Each company selects its own comparators (generally, research suggests, from companies where pay is high).  Therefore, each company sees a different ‘market’.  It could be argued that what is being benchmarked is not a market but instead a sampling population: companies define their market as a limited population of elite salaries, sampled 100%.  (Not surprisingly, nobody ever says that – the term ‘market’ carries a lot more legitimacy than ‘sample of elites’!)

2.      Even if companies attempt to define their market, data become anomalous because companies cannot benchmark like against like.  In my ‘Platonic’ paper I give the example of a utility that unintentionally ended up benchmarking against high tech companies through a hidden chain of comparators.

3.      Individual executives are not fungible.  They have different qualifications, talents, backgrounds and reputations. These human capital attributes mean that any ‘market-determined’ price may need to be tailored to individual circumstances.  Companies too vary widely - two organisations are not similar just because they have the same turnover or market capitalisation.  Simple benchmarks ignore pay that has been awarded for individual skills or circumstances. 
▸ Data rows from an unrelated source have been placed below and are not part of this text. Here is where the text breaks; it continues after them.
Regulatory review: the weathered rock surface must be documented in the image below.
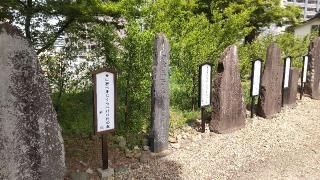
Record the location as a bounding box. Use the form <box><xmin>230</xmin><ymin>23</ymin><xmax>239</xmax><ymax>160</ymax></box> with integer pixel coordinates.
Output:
<box><xmin>257</xmin><ymin>43</ymin><xmax>283</xmax><ymax>118</ymax></box>
<box><xmin>305</xmin><ymin>37</ymin><xmax>320</xmax><ymax>100</ymax></box>
<box><xmin>283</xmin><ymin>68</ymin><xmax>300</xmax><ymax>105</ymax></box>
<box><xmin>210</xmin><ymin>45</ymin><xmax>245</xmax><ymax>133</ymax></box>
<box><xmin>0</xmin><ymin>24</ymin><xmax>65</xmax><ymax>180</ymax></box>
<box><xmin>150</xmin><ymin>34</ymin><xmax>170</xmax><ymax>153</ymax></box>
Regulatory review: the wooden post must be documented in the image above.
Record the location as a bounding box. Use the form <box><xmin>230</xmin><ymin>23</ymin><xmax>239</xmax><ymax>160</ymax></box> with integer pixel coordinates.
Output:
<box><xmin>201</xmin><ymin>107</ymin><xmax>206</xmax><ymax>133</ymax></box>
<box><xmin>251</xmin><ymin>96</ymin><xmax>255</xmax><ymax>118</ymax></box>
<box><xmin>101</xmin><ymin>134</ymin><xmax>108</xmax><ymax>169</ymax></box>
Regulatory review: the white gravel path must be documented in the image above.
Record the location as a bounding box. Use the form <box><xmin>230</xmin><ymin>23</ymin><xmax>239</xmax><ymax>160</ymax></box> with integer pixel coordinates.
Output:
<box><xmin>115</xmin><ymin>97</ymin><xmax>320</xmax><ymax>179</ymax></box>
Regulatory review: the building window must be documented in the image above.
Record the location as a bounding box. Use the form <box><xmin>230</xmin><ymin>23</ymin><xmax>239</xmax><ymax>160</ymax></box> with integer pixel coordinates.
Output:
<box><xmin>311</xmin><ymin>25</ymin><xmax>320</xmax><ymax>34</ymax></box>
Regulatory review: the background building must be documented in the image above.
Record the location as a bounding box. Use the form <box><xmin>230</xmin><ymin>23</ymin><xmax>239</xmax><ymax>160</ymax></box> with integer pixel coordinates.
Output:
<box><xmin>282</xmin><ymin>0</ymin><xmax>320</xmax><ymax>20</ymax></box>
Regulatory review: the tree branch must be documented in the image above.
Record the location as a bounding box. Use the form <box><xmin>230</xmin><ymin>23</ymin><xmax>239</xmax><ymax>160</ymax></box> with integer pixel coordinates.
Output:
<box><xmin>37</xmin><ymin>18</ymin><xmax>74</xmax><ymax>54</ymax></box>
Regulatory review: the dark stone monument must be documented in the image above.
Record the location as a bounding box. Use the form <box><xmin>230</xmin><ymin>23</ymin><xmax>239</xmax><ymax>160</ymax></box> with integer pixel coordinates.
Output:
<box><xmin>257</xmin><ymin>43</ymin><xmax>283</xmax><ymax>118</ymax></box>
<box><xmin>305</xmin><ymin>37</ymin><xmax>320</xmax><ymax>100</ymax></box>
<box><xmin>0</xmin><ymin>24</ymin><xmax>65</xmax><ymax>180</ymax></box>
<box><xmin>283</xmin><ymin>68</ymin><xmax>300</xmax><ymax>105</ymax></box>
<box><xmin>150</xmin><ymin>34</ymin><xmax>170</xmax><ymax>153</ymax></box>
<box><xmin>210</xmin><ymin>45</ymin><xmax>245</xmax><ymax>133</ymax></box>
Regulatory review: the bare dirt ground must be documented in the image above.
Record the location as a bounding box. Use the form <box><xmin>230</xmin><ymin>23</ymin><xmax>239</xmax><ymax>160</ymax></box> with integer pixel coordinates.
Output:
<box><xmin>64</xmin><ymin>97</ymin><xmax>320</xmax><ymax>179</ymax></box>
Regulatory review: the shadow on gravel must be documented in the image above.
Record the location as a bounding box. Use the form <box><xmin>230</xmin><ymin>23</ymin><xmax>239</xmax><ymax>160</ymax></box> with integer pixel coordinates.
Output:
<box><xmin>115</xmin><ymin>158</ymin><xmax>183</xmax><ymax>180</ymax></box>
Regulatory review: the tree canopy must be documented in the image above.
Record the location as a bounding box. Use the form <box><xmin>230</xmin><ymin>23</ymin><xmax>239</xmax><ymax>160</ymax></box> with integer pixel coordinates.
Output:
<box><xmin>0</xmin><ymin>0</ymin><xmax>130</xmax><ymax>54</ymax></box>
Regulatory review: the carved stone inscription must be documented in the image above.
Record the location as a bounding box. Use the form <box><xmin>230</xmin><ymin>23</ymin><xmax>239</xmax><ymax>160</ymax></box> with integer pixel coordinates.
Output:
<box><xmin>305</xmin><ymin>37</ymin><xmax>320</xmax><ymax>100</ymax></box>
<box><xmin>150</xmin><ymin>34</ymin><xmax>170</xmax><ymax>152</ymax></box>
<box><xmin>283</xmin><ymin>68</ymin><xmax>300</xmax><ymax>105</ymax></box>
<box><xmin>0</xmin><ymin>24</ymin><xmax>65</xmax><ymax>180</ymax></box>
<box><xmin>210</xmin><ymin>45</ymin><xmax>245</xmax><ymax>133</ymax></box>
<box><xmin>257</xmin><ymin>43</ymin><xmax>283</xmax><ymax>118</ymax></box>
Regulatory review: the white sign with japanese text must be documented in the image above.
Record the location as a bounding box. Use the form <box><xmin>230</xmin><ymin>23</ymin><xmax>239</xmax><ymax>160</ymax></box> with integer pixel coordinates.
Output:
<box><xmin>251</xmin><ymin>60</ymin><xmax>261</xmax><ymax>96</ymax></box>
<box><xmin>283</xmin><ymin>57</ymin><xmax>291</xmax><ymax>88</ymax></box>
<box><xmin>200</xmin><ymin>64</ymin><xmax>211</xmax><ymax>107</ymax></box>
<box><xmin>302</xmin><ymin>56</ymin><xmax>309</xmax><ymax>83</ymax></box>
<box><xmin>96</xmin><ymin>72</ymin><xmax>115</xmax><ymax>132</ymax></box>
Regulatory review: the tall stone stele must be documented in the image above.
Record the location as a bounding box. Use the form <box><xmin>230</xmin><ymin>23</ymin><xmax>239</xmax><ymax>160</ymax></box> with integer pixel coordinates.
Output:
<box><xmin>283</xmin><ymin>67</ymin><xmax>300</xmax><ymax>105</ymax></box>
<box><xmin>0</xmin><ymin>24</ymin><xmax>66</xmax><ymax>180</ymax></box>
<box><xmin>257</xmin><ymin>43</ymin><xmax>283</xmax><ymax>118</ymax></box>
<box><xmin>150</xmin><ymin>34</ymin><xmax>170</xmax><ymax>153</ymax></box>
<box><xmin>305</xmin><ymin>37</ymin><xmax>320</xmax><ymax>100</ymax></box>
<box><xmin>210</xmin><ymin>45</ymin><xmax>245</xmax><ymax>133</ymax></box>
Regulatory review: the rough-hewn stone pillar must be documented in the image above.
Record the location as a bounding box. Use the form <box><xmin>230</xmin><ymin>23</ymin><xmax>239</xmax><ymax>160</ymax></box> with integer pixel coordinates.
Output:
<box><xmin>150</xmin><ymin>34</ymin><xmax>170</xmax><ymax>152</ymax></box>
<box><xmin>210</xmin><ymin>45</ymin><xmax>245</xmax><ymax>133</ymax></box>
<box><xmin>305</xmin><ymin>37</ymin><xmax>320</xmax><ymax>100</ymax></box>
<box><xmin>0</xmin><ymin>24</ymin><xmax>65</xmax><ymax>180</ymax></box>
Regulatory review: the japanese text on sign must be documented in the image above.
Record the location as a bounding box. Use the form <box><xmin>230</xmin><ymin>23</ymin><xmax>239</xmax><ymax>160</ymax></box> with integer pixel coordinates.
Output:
<box><xmin>251</xmin><ymin>60</ymin><xmax>261</xmax><ymax>96</ymax></box>
<box><xmin>96</xmin><ymin>72</ymin><xmax>115</xmax><ymax>132</ymax></box>
<box><xmin>200</xmin><ymin>64</ymin><xmax>211</xmax><ymax>107</ymax></box>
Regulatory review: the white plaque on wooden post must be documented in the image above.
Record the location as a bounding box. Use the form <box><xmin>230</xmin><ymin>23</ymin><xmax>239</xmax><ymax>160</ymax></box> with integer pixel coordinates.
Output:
<box><xmin>302</xmin><ymin>56</ymin><xmax>309</xmax><ymax>83</ymax></box>
<box><xmin>93</xmin><ymin>69</ymin><xmax>117</xmax><ymax>133</ymax></box>
<box><xmin>199</xmin><ymin>63</ymin><xmax>212</xmax><ymax>107</ymax></box>
<box><xmin>283</xmin><ymin>57</ymin><xmax>291</xmax><ymax>88</ymax></box>
<box><xmin>251</xmin><ymin>60</ymin><xmax>262</xmax><ymax>96</ymax></box>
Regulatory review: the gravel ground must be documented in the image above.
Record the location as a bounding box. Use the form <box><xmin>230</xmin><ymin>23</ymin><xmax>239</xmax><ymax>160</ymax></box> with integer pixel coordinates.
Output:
<box><xmin>115</xmin><ymin>97</ymin><xmax>320</xmax><ymax>179</ymax></box>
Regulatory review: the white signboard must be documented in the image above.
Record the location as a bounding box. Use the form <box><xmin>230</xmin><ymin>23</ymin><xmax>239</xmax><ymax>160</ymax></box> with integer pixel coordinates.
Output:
<box><xmin>95</xmin><ymin>72</ymin><xmax>115</xmax><ymax>132</ymax></box>
<box><xmin>283</xmin><ymin>57</ymin><xmax>291</xmax><ymax>88</ymax></box>
<box><xmin>302</xmin><ymin>56</ymin><xmax>309</xmax><ymax>83</ymax></box>
<box><xmin>200</xmin><ymin>64</ymin><xmax>211</xmax><ymax>107</ymax></box>
<box><xmin>251</xmin><ymin>60</ymin><xmax>261</xmax><ymax>96</ymax></box>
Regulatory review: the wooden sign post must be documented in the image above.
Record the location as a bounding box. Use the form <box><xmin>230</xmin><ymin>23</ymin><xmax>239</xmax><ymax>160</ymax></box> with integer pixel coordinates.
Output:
<box><xmin>199</xmin><ymin>63</ymin><xmax>212</xmax><ymax>133</ymax></box>
<box><xmin>92</xmin><ymin>69</ymin><xmax>117</xmax><ymax>169</ymax></box>
<box><xmin>250</xmin><ymin>59</ymin><xmax>262</xmax><ymax>118</ymax></box>
<box><xmin>281</xmin><ymin>56</ymin><xmax>292</xmax><ymax>107</ymax></box>
<box><xmin>300</xmin><ymin>55</ymin><xmax>309</xmax><ymax>100</ymax></box>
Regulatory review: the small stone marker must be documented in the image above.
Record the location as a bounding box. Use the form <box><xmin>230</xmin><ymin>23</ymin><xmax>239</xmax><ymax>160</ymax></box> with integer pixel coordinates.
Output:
<box><xmin>250</xmin><ymin>59</ymin><xmax>262</xmax><ymax>118</ymax></box>
<box><xmin>257</xmin><ymin>43</ymin><xmax>283</xmax><ymax>118</ymax></box>
<box><xmin>0</xmin><ymin>24</ymin><xmax>66</xmax><ymax>180</ymax></box>
<box><xmin>282</xmin><ymin>56</ymin><xmax>292</xmax><ymax>106</ymax></box>
<box><xmin>199</xmin><ymin>63</ymin><xmax>212</xmax><ymax>133</ymax></box>
<box><xmin>150</xmin><ymin>34</ymin><xmax>170</xmax><ymax>153</ymax></box>
<box><xmin>305</xmin><ymin>37</ymin><xmax>320</xmax><ymax>100</ymax></box>
<box><xmin>283</xmin><ymin>68</ymin><xmax>300</xmax><ymax>105</ymax></box>
<box><xmin>92</xmin><ymin>68</ymin><xmax>117</xmax><ymax>170</ymax></box>
<box><xmin>210</xmin><ymin>45</ymin><xmax>245</xmax><ymax>133</ymax></box>
<box><xmin>300</xmin><ymin>55</ymin><xmax>309</xmax><ymax>100</ymax></box>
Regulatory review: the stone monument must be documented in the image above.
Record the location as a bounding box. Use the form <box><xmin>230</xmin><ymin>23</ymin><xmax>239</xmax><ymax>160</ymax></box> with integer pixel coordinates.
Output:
<box><xmin>0</xmin><ymin>24</ymin><xmax>65</xmax><ymax>180</ymax></box>
<box><xmin>257</xmin><ymin>43</ymin><xmax>283</xmax><ymax>118</ymax></box>
<box><xmin>150</xmin><ymin>34</ymin><xmax>170</xmax><ymax>153</ymax></box>
<box><xmin>305</xmin><ymin>37</ymin><xmax>320</xmax><ymax>100</ymax></box>
<box><xmin>283</xmin><ymin>68</ymin><xmax>300</xmax><ymax>105</ymax></box>
<box><xmin>210</xmin><ymin>45</ymin><xmax>245</xmax><ymax>133</ymax></box>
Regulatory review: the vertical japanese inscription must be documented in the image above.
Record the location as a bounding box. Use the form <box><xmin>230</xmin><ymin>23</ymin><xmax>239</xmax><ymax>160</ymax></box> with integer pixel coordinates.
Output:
<box><xmin>251</xmin><ymin>60</ymin><xmax>262</xmax><ymax>97</ymax></box>
<box><xmin>200</xmin><ymin>64</ymin><xmax>211</xmax><ymax>107</ymax></box>
<box><xmin>150</xmin><ymin>34</ymin><xmax>170</xmax><ymax>152</ymax></box>
<box><xmin>95</xmin><ymin>72</ymin><xmax>115</xmax><ymax>133</ymax></box>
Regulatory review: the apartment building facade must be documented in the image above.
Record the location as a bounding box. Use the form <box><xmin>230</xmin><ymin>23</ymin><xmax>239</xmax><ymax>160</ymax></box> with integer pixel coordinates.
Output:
<box><xmin>282</xmin><ymin>0</ymin><xmax>320</xmax><ymax>20</ymax></box>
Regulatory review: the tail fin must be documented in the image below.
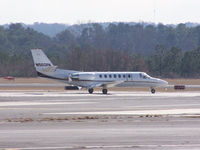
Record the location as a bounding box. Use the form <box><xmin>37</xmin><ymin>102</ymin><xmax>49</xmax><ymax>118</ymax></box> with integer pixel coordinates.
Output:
<box><xmin>31</xmin><ymin>49</ymin><xmax>57</xmax><ymax>72</ymax></box>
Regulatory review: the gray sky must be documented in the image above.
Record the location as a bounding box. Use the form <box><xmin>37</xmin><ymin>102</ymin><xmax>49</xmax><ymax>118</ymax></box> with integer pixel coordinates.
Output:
<box><xmin>0</xmin><ymin>0</ymin><xmax>200</xmax><ymax>24</ymax></box>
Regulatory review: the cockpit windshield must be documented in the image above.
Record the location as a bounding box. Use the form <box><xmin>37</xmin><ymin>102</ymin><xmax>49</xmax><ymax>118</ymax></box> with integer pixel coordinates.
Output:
<box><xmin>140</xmin><ymin>73</ymin><xmax>150</xmax><ymax>79</ymax></box>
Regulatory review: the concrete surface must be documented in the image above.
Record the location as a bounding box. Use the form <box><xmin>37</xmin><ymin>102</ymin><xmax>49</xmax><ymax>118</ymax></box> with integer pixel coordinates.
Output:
<box><xmin>0</xmin><ymin>91</ymin><xmax>200</xmax><ymax>150</ymax></box>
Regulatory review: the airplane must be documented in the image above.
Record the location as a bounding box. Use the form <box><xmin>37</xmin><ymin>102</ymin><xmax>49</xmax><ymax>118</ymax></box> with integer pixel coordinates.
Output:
<box><xmin>31</xmin><ymin>49</ymin><xmax>168</xmax><ymax>94</ymax></box>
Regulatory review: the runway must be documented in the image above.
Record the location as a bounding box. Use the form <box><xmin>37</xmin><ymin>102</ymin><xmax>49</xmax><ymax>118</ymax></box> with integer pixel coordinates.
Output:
<box><xmin>0</xmin><ymin>91</ymin><xmax>200</xmax><ymax>150</ymax></box>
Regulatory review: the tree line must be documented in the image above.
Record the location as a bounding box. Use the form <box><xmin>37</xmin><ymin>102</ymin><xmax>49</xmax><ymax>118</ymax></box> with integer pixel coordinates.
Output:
<box><xmin>0</xmin><ymin>23</ymin><xmax>200</xmax><ymax>78</ymax></box>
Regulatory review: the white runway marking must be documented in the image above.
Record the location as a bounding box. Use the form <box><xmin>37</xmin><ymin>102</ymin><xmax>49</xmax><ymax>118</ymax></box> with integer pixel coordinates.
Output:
<box><xmin>0</xmin><ymin>102</ymin><xmax>96</xmax><ymax>107</ymax></box>
<box><xmin>44</xmin><ymin>109</ymin><xmax>200</xmax><ymax>115</ymax></box>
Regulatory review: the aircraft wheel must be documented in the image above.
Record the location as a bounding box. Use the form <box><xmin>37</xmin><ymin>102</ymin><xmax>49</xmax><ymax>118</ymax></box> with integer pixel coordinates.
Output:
<box><xmin>102</xmin><ymin>89</ymin><xmax>108</xmax><ymax>94</ymax></box>
<box><xmin>88</xmin><ymin>89</ymin><xmax>94</xmax><ymax>94</ymax></box>
<box><xmin>151</xmin><ymin>88</ymin><xmax>156</xmax><ymax>94</ymax></box>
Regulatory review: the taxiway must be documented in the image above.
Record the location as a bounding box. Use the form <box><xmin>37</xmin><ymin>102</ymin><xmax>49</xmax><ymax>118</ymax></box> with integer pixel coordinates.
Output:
<box><xmin>0</xmin><ymin>91</ymin><xmax>200</xmax><ymax>150</ymax></box>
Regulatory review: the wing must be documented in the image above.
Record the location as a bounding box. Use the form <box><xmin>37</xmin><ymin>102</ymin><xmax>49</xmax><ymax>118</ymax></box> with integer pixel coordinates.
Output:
<box><xmin>87</xmin><ymin>81</ymin><xmax>124</xmax><ymax>89</ymax></box>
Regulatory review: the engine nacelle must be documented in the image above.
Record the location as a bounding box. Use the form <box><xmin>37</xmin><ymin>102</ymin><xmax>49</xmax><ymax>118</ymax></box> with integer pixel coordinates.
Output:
<box><xmin>71</xmin><ymin>72</ymin><xmax>95</xmax><ymax>81</ymax></box>
<box><xmin>65</xmin><ymin>86</ymin><xmax>80</xmax><ymax>90</ymax></box>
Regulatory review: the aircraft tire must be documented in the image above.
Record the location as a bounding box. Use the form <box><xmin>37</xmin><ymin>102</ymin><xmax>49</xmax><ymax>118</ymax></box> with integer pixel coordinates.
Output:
<box><xmin>102</xmin><ymin>89</ymin><xmax>108</xmax><ymax>94</ymax></box>
<box><xmin>88</xmin><ymin>88</ymin><xmax>94</xmax><ymax>94</ymax></box>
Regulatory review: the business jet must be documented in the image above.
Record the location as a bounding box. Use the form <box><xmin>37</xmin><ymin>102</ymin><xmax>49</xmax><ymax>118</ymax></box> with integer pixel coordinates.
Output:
<box><xmin>31</xmin><ymin>49</ymin><xmax>168</xmax><ymax>94</ymax></box>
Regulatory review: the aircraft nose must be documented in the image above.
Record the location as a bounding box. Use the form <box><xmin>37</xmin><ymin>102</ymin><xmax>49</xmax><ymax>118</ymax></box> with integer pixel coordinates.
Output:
<box><xmin>160</xmin><ymin>80</ymin><xmax>168</xmax><ymax>85</ymax></box>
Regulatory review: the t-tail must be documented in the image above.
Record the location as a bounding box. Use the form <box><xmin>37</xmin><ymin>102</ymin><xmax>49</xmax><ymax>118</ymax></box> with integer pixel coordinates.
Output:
<box><xmin>31</xmin><ymin>49</ymin><xmax>57</xmax><ymax>74</ymax></box>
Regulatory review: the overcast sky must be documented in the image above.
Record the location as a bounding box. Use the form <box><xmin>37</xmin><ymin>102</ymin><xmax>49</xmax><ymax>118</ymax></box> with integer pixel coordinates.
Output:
<box><xmin>0</xmin><ymin>0</ymin><xmax>200</xmax><ymax>24</ymax></box>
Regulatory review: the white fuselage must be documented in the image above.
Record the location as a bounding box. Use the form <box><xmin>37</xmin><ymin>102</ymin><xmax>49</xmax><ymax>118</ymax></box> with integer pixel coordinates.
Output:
<box><xmin>70</xmin><ymin>72</ymin><xmax>168</xmax><ymax>87</ymax></box>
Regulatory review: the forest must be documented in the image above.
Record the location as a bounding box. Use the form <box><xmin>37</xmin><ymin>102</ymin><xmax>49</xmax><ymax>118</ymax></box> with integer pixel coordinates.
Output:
<box><xmin>0</xmin><ymin>23</ymin><xmax>200</xmax><ymax>78</ymax></box>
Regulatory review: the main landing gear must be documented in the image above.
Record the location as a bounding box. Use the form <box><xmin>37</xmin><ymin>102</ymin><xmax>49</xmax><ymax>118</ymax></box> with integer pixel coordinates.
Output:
<box><xmin>88</xmin><ymin>88</ymin><xmax>94</xmax><ymax>94</ymax></box>
<box><xmin>88</xmin><ymin>88</ymin><xmax>108</xmax><ymax>94</ymax></box>
<box><xmin>151</xmin><ymin>88</ymin><xmax>156</xmax><ymax>94</ymax></box>
<box><xmin>102</xmin><ymin>89</ymin><xmax>108</xmax><ymax>94</ymax></box>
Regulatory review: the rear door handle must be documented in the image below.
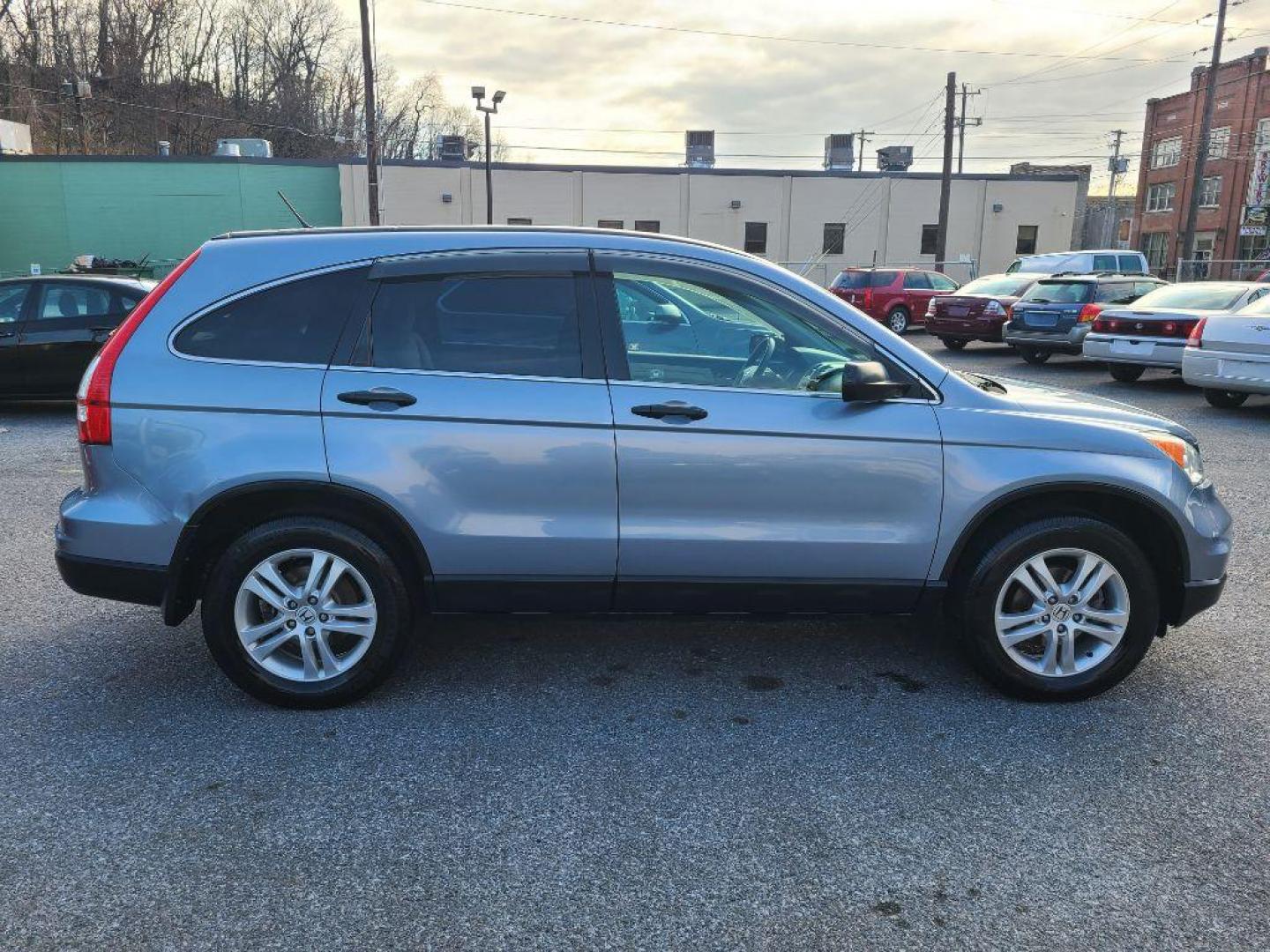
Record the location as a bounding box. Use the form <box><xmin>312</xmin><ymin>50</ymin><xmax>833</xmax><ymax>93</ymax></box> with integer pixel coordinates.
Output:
<box><xmin>631</xmin><ymin>400</ymin><xmax>710</xmax><ymax>420</ymax></box>
<box><xmin>338</xmin><ymin>387</ymin><xmax>419</xmax><ymax>406</ymax></box>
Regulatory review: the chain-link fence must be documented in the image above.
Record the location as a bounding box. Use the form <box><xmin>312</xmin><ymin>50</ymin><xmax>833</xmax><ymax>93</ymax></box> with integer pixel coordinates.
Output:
<box><xmin>1166</xmin><ymin>257</ymin><xmax>1270</xmax><ymax>280</ymax></box>
<box><xmin>777</xmin><ymin>260</ymin><xmax>979</xmax><ymax>286</ymax></box>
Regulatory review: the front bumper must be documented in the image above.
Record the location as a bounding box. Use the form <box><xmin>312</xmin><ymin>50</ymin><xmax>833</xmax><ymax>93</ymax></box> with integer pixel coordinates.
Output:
<box><xmin>1171</xmin><ymin>575</ymin><xmax>1226</xmax><ymax>624</ymax></box>
<box><xmin>1082</xmin><ymin>334</ymin><xmax>1186</xmax><ymax>370</ymax></box>
<box><xmin>1001</xmin><ymin>321</ymin><xmax>1091</xmax><ymax>354</ymax></box>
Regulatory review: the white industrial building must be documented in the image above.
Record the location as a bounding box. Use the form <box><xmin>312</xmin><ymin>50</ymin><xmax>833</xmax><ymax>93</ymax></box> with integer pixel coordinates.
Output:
<box><xmin>339</xmin><ymin>161</ymin><xmax>1087</xmax><ymax>282</ymax></box>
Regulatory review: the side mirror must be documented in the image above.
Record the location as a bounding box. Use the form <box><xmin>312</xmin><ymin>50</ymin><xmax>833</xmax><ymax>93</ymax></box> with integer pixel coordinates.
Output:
<box><xmin>653</xmin><ymin>303</ymin><xmax>687</xmax><ymax>328</ymax></box>
<box><xmin>842</xmin><ymin>361</ymin><xmax>908</xmax><ymax>401</ymax></box>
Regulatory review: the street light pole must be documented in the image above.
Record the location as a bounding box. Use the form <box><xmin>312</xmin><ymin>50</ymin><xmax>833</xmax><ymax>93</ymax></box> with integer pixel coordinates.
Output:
<box><xmin>473</xmin><ymin>86</ymin><xmax>507</xmax><ymax>225</ymax></box>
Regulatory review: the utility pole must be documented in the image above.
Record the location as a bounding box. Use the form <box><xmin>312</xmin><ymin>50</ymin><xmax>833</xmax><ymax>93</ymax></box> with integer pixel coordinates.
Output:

4.      Executive pay will increase for three reasons:  pay inflation, new entrants to jobs; and merit awards for individuals progressing in their roles.  Lumping all pay rises together without differentiating their cause gives a distorted view of the ‘market’ rise, which should just be that inflationary element.

In summary, executive pay is not a market in the generally-accepted sense. When economists speak of markets they assume a competitive market in which prices settle at the intersect of supply and demand curves to arrive at a market-clearing price. The goods being traded are identical, or at least closely similar. If a merchant sets his prices at a premium to the market-clearing price he will find that there are few buyers; likewise, setting below-equilibrium prices should increase the demand for his goods.  That isn’t in any way what we have in executive pay.

Putting it another way, the ‘market’ surveys on which we rely do not themselves represent a price at which individuals could, to put it crudely, be acquired. They represent the prices currently being paid to other elite individuals. They are not an ‘offer for sale’ and will never be tested as such. The market data reflect what others are reporting as earnings, not what a market-clearing price would be. For example, if the median rate for CEOs in a certain sector were £300,000 one could probably find a qualified individual who would take the job for, say, his reserve price of £200,000. Paying the median gives that individual a surplus of £100,000. Put in terms of the UK Governance Code, the money is certainly sufficient to “attract and retain”, but it fails on the criterion of “not excessive”. Indeed, taking this analysis a stage further, we can see that individuals who see their worth as being higher than the median get paid as such, but others get paid at the median, rarely below it. Thus, the median is an inadequate proxy for the true market-clearing rate.

Does it matter that we refer to executive pay as a ‘market’?  Yes, I think it does.  We should not say that the market has failed, because it conveys the wrong impression - the market does not exist.  Trying to correct that ‘market’ is perhaps a waste of time, and other approaches may be more useful.  We need a radical approach to executive pay, and re-defining and clarifying our terms might help us to start to achieve this.